— From The New York Times
With a ruling that high-speed Internet service should be equally accessible to all Americans, a federal appeals court has come down forcefully in favor of competition and consumer protection. The 2-to-1 decision by a three-judge panel prevents cable and phone companies from blocking websites or creating fast and slow lanes for delivering content on the internet.
The decision helps to ensure a level playing field for smaller- and start-up Internet businesses because it precludes larger, established companies like Amazon and Netflix from simply paying broadband companies for faster delivery. Equally important, it ensures reliable service and choice for consumers by acknowledging that the Internet, now a requisite of modern life, is akin to a utility, subject to regulation in the public interest.
The simple yet profound classification of broadband connections as a type of utility was central to winning the case, which was heard in the United States Court of Appeals for the District of Columbia Circuit and pitted the Federal Communications Commission against trade groups for the broadband companies. The agency had tried twice before to establish rules for competition and consumer protection on the Internet.
The broadband industry successfully challenged both proposals, largely on the ground that it was primarily an information provider, more like a discretionary convenience for consumers than a utility, and thus not subject to FCC authority. The industry’s goal was to kill off net neutrality — the doctrine that cable and phone companies should treat all information equally as it travels over their broadband networks.
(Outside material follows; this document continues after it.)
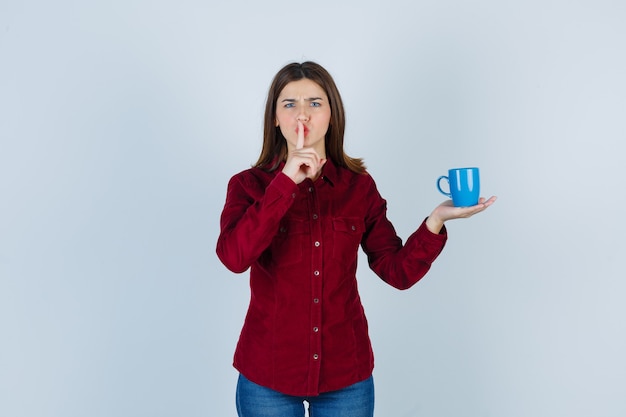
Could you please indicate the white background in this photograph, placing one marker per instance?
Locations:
(122, 121)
In late 2014, the ground under the debate shifted when President Obama called on the commission to treat broadband service providers more like utilities, subject to rules similar to those governing telephone services. At the same time, millions of Americans weighed in on the FCC’s proposed rules, saying much the same thing. In response, the FCC developed the new and stronger regulations that prevailed this week. Gone were earlier proposals to let cable and phone companies offer separate (and unequal) high-quality and low-quality tiers. Gone were proposals to regulate some provider practices while putting others outside the purview of federal regulation.
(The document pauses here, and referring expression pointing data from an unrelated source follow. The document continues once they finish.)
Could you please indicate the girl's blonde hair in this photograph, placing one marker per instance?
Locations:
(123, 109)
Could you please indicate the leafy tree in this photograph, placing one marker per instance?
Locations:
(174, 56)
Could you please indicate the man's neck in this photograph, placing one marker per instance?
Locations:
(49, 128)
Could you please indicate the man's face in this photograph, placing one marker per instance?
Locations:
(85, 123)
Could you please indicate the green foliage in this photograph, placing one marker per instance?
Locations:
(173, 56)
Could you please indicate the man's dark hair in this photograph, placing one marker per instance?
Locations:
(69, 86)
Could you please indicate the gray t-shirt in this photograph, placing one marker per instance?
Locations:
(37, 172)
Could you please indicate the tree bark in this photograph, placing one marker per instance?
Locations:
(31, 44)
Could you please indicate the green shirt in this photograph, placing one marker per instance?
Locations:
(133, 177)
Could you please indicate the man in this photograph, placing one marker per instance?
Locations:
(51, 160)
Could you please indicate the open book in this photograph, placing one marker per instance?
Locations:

Even before the ruling, cable and phone companies had vowed to challenge any unfavorable outcome, possibly by taking the case to the Supreme Court. The industry is also virtually certain to ask Congress to pass legislation to revoke or water down the FCC’s regulations.
It is hard to imagine lawmakers taking a stand to make the Internet less accessible. It is unknown whether the Supreme Court would hear an appeal. The ruling is a step forward for the Internet and its users, and deserves to stand.